Tuesday, June 29, 2010

Case-Shiller Reports Highest Yearly Gain Since 2006

Highlights of today's Case-Shiller report for April home prices:

1. Annual growth rates of all 20 MSAs and the 10- and 20-City Composites improved in April compared to March 2010.

2. The 10-City Composite is up 4.6% from where it was in April 2009, and the 20-City Composite is up 3.8% versus the same time last year (see top two charts).  These two year-to-year improvements were the highest annual percentage gains since September 2006.  

3. 18 of the 20 MSAs and both Composites saw improvement in prices as measured by April versus March monthly changes.

4. The strongest year-to-year price gains were in California, with San Francisco leading the 20 MSAs with an 18% increase from April 2009-April 2010, followed by San Diego (11.7%) and Los Angeles (7.8%).  Strong gains were also reported for Minneapolis (9.5%), Washington D.C. (7.3%), Cleveland (6.8%) and Phoenix (5.5%), see table above (click to enlarge).     

5 Comments:

At 6/29/2010 2:11 PM, Anonymous Anonymous said...

How valid is this in Metro Detroit area. You will find a major city Detroit with thousands of properties changing hands for less than 10k and most of the suburbs are totally diff world. In Novi, Troy,Bloomfields,Birmingham you see properties are worth more than half a million to million dollars easily.

 
At 6/29/2010 2:15 PM, Anonymous morganovich said...

"This is the first monthly increase after six straight declines. David Blitzer, chairman of the index committee at Standard & Poor's, attributed the price increase to the rush of buyers seeking to take advantage of expiring tax credits. Listen to an interview with S&P's Blitzer.

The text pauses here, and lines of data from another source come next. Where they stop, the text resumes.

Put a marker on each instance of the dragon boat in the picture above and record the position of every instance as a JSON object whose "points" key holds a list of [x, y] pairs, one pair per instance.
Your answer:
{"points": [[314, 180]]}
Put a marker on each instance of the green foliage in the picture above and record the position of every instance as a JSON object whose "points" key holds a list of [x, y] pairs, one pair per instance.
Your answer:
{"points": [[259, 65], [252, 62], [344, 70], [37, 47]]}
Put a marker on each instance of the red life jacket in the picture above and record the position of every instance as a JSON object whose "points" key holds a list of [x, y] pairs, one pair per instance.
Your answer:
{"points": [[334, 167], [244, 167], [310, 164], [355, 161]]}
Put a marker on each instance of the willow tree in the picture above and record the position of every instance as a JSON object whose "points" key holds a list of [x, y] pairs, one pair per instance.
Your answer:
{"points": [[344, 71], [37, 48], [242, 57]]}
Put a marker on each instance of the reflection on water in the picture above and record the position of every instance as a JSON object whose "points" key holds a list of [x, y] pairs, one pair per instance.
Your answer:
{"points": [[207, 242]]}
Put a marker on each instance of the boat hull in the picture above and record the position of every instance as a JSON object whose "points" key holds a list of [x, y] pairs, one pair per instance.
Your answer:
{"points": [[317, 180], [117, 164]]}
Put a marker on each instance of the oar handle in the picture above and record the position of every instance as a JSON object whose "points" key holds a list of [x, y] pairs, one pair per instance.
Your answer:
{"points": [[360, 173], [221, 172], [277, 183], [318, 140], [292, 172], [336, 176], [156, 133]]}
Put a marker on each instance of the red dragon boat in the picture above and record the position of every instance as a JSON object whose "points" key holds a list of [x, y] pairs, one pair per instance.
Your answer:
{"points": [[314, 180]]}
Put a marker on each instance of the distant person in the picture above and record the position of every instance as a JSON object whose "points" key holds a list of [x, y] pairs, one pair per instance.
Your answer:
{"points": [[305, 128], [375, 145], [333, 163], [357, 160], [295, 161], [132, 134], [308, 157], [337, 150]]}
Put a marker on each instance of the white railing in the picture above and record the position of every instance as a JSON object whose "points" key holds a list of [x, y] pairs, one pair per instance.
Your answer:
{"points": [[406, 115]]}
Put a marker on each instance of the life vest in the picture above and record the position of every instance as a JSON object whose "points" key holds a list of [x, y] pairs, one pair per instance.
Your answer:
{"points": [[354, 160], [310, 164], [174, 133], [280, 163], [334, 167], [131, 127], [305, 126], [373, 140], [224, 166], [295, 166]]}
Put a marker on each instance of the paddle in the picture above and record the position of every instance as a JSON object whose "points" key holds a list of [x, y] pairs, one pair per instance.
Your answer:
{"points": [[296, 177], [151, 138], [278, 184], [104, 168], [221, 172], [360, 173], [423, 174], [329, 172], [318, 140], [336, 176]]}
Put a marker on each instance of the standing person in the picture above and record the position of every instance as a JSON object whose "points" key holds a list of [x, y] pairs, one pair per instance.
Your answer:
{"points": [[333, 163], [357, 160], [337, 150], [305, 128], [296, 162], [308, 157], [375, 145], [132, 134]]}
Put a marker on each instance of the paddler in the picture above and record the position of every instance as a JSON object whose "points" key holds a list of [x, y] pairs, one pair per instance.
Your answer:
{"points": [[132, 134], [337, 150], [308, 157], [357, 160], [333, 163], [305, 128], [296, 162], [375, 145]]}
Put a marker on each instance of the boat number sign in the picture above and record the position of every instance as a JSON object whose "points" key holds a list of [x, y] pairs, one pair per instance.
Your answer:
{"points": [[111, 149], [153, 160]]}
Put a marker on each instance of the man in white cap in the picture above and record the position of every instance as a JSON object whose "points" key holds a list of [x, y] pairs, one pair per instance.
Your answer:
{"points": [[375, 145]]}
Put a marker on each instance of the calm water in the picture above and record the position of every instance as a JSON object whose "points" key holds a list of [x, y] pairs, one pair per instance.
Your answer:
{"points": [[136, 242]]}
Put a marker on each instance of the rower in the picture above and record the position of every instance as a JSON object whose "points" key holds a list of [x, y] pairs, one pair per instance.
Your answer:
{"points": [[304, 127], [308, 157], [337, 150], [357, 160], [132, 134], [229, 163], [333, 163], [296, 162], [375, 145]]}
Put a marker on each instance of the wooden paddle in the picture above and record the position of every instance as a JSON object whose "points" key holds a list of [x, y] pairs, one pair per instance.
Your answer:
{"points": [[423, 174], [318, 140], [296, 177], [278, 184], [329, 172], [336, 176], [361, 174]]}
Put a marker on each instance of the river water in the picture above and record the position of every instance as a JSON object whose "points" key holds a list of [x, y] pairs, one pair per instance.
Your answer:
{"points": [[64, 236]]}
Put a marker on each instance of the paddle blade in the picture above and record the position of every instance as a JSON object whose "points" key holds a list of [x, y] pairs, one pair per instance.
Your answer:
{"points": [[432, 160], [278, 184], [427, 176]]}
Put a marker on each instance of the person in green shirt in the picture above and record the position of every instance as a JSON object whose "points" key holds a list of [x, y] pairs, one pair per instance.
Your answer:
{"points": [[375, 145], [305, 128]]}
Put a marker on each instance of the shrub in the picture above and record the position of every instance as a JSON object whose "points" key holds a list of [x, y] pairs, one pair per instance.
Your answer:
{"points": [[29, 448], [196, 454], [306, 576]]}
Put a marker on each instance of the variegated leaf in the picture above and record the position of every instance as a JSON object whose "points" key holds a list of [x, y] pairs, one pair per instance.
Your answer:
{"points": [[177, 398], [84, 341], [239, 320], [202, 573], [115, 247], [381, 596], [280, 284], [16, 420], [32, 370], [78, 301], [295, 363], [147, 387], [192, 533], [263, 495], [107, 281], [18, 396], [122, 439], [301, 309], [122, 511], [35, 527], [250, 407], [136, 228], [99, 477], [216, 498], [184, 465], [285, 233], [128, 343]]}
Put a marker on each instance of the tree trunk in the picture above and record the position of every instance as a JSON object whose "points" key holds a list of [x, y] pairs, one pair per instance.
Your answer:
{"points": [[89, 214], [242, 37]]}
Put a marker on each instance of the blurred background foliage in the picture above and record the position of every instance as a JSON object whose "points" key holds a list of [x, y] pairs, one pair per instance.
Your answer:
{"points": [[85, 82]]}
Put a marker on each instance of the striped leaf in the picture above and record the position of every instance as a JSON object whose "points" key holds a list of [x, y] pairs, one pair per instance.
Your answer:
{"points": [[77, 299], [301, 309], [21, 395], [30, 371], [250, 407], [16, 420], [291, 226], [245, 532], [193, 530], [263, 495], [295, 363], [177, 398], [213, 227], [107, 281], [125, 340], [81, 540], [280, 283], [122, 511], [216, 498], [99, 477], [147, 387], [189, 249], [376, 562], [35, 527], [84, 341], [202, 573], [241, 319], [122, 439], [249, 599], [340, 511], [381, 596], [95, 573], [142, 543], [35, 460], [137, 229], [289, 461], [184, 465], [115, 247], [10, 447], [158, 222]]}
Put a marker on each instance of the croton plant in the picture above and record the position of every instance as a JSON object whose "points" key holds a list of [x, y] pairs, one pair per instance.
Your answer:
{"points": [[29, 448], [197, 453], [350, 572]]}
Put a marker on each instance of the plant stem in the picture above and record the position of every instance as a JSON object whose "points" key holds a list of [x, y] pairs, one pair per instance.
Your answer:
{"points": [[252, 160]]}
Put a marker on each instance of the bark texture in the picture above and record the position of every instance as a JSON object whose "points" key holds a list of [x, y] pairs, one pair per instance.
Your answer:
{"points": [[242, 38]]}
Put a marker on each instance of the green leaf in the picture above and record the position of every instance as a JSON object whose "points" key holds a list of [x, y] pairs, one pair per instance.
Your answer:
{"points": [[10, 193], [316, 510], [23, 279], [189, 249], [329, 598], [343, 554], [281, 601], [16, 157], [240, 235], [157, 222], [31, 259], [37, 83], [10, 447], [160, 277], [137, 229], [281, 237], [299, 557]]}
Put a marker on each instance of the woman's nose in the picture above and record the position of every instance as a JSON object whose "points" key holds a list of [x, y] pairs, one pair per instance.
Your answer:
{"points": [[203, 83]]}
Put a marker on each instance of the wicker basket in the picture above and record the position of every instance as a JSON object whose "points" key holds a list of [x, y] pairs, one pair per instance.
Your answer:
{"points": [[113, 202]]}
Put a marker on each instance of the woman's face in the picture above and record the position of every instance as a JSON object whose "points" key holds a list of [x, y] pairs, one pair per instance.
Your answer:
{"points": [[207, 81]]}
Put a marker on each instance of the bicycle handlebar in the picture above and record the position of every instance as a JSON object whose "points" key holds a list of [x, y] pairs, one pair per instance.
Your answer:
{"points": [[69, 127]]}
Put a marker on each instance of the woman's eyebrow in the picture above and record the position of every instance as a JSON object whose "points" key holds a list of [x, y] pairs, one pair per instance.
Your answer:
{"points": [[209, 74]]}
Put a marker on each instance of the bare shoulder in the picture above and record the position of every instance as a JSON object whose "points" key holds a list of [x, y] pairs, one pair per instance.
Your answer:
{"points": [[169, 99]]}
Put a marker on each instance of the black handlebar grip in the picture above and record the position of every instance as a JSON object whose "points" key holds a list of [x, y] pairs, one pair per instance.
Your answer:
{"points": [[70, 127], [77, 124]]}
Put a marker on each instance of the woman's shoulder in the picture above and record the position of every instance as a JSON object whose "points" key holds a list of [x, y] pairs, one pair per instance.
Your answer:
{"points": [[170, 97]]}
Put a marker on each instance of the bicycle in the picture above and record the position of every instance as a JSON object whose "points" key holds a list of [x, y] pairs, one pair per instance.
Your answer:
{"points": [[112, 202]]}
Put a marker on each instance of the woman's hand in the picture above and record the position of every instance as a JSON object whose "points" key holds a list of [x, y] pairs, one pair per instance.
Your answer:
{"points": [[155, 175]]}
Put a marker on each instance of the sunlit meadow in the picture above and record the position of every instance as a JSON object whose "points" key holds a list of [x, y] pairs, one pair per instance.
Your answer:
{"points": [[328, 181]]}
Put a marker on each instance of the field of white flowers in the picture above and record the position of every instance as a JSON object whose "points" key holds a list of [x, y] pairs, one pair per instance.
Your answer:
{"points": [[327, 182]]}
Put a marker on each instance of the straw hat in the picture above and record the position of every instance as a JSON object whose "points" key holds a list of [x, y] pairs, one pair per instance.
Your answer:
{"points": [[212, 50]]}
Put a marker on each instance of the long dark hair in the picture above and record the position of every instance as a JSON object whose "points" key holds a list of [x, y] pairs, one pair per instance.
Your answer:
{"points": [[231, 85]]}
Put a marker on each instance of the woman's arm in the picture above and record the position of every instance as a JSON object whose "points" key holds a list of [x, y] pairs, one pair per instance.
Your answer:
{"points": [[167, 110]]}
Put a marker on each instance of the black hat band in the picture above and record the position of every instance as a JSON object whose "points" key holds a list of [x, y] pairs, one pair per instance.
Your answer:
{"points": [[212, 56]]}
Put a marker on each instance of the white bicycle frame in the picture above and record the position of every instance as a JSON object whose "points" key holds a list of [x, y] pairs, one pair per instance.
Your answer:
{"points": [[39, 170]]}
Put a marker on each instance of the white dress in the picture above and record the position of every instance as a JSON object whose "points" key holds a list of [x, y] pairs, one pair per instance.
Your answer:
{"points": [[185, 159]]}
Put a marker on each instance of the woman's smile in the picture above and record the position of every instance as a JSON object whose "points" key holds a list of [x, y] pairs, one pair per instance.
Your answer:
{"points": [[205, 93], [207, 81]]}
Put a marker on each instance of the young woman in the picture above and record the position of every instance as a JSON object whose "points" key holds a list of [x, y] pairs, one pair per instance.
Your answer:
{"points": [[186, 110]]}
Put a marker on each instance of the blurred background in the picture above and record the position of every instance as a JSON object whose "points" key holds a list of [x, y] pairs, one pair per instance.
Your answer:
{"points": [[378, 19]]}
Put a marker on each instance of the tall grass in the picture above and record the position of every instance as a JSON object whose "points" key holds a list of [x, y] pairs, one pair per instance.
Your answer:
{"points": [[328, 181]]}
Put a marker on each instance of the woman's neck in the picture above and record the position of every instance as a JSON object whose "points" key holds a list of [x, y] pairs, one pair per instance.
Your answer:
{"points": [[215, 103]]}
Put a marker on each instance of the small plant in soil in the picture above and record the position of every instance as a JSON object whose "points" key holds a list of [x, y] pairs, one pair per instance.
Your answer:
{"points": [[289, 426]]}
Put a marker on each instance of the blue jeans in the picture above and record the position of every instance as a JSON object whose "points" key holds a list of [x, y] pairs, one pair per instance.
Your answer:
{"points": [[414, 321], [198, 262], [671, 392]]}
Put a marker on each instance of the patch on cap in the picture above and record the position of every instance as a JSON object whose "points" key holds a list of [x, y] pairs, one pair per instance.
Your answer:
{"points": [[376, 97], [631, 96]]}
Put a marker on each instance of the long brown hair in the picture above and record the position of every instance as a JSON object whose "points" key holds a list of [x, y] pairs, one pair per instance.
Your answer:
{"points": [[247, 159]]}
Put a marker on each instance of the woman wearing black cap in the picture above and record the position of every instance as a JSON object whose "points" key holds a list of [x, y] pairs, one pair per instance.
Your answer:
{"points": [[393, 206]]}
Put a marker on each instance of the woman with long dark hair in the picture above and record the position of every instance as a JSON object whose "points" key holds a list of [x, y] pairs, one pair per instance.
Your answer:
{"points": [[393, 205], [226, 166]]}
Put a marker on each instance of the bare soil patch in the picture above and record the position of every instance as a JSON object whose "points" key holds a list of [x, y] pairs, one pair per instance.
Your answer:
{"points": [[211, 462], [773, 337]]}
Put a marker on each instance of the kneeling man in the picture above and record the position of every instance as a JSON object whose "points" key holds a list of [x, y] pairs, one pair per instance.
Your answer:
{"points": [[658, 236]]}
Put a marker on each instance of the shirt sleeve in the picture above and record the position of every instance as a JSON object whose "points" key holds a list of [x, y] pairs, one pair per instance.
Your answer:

Since the tax credit expired on April 30, other housing data for May has confirmed a sharp decline in activity.

"Prices are likely to follow demand, so we expect this index to trend weaker in coming months," wrote Josh Shapiro, chief economist at MFR Inc., in a note to clients. "

 
At 6/29/2010 2:57 PM, Anonymous gordon gecko said...

Greed is not good.

 
At 6/29/2010 3:19 PM, Blogger Junkyard_hawg1985 said...

Mark,

I am still very skeptical of a rebound in housing. Here are my reasons:

1) This improvement in the average selling price was largely caused by an $8000 tax credit on 47% of the homes bought in April. If someone else is paying $8000 of the price, you are willing to pay more overall. At least this is the argument that you frequently make about healthcare and tuition.

2) The average selling price of a home is still at 4.3X median household income. While this is a great improvement, it is still above the long term average. Typically for a true secular bear market, it overshoots to reach bottom, not revert to the mean.

http://www.ritholtz.com/blog/wp-content/uploads/2010/06/Median-Prices-v-Income.png

3) There is still significant overhang in the housing inventory. In addition to normal housing inventory (homes for sale), there is significant inventory of unoccupied home held off the market. According to the Census Bureau, the unoccupied rental properties and single homes are near historic highs. This excess inventory must be cleared before a significant long term improvement in home prices can be obtained.

http://calculatedriskimages.blogspot.com/2010/06/obama-house-inventory-june-2010.html

4) The debt to equity ratio on housing in the U.S. is around 200%. Prior to the recession, it had never been over 100%. Historically, the debt-to-equity has been around 67%. The reason the current number is so bad is there is around $10T in mortgage debt on $15T in housing for a net equity aroung $5T. Since about 1/3 of homes are owned free and clear, this means the rest of America owes as much on their homes as they are worth (no net equity). This will have to be corrected before sustainable growth in home prices.

http://endoftheamericandream.com/wp-content/uploads/2010/05/Residential-Mortgage-Debt.png

Based on the length of typical secular bear markets, this should all be cleared out around 2023.

 
At 6/29/2010 3:25 PM, Anonymous Soaring Eagle said...

First, the 20 city CS is not an accurate reading of the real estate market in this country. There are over 40,000 zip codes, and in any zip area you might have some prices going up and some down.

Location is critical and all important. Some of the 20 CS markets are "basket cases" such as Detroit, Miami, Las Vegas and so forth.

They are just not a good gauge but VERY GENERALLY.

Take the NFL, and judge the league by the performance of only 2 teams in the largest 2 cities. What would be ones conclusion on who to "bet on" the following week??